Por fin quietas, las maletas. Grita emocionada, la
puerta. Comienza a girar, la
ruleta. Ella se asoma, la emoción aprieta. Arpegios, notas descontroladas en el
aire sobornan mi boca. Su blusa se desabrocha sola. Llueve afuera. Gotas y más
gotas. Ella llora suave, suspira, pero ninguna palabra brota. Todas las mías
nacen desechas o rotas. Relámpagos nacen y mueren en la tormenta. Miro a un lado, al otro. Todo es nuevo, todo es viejo.
Descubro que la quiero. Que la quiero más cuando estoy solo. Pero a ella no le importa.
Ya sin ropa, ella para. Me abraza y susurra: “¿por qué volviste?” Vuelvo la
cara. Las maletas siguen quietas.
La incesante búsqueda.
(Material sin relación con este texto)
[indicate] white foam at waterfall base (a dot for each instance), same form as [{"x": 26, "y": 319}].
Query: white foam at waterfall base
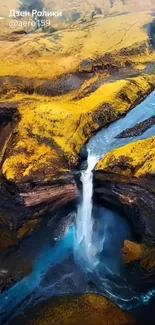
[{"x": 85, "y": 251}]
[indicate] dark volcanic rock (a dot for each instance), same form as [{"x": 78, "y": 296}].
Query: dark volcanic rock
[{"x": 138, "y": 129}]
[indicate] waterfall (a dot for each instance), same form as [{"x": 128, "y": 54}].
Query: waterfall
[{"x": 84, "y": 248}]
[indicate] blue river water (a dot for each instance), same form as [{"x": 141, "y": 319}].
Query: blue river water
[{"x": 109, "y": 277}]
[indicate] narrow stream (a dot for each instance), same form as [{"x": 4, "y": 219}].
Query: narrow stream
[{"x": 89, "y": 256}]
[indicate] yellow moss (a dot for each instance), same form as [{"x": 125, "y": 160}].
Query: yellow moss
[
  {"x": 46, "y": 57},
  {"x": 138, "y": 156},
  {"x": 51, "y": 133},
  {"x": 92, "y": 309}
]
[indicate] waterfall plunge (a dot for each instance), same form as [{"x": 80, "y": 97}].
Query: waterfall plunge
[{"x": 85, "y": 251}]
La dura travesía. La ansiedad de no encontrar. Las heridas provocadas con palabras que con palabras se curan. El gran objetivo. La fe y la mentira, como aliadas en el camino. El inconformismo y su eterna sed, la semilla del progreso. El salto sin red. Nos desvivimos por encontrar agua en Marte, y no vemos el agua de Plutón. Quizás de ella esté hecha la tinta con la que dibujamos nuestros pensamientos.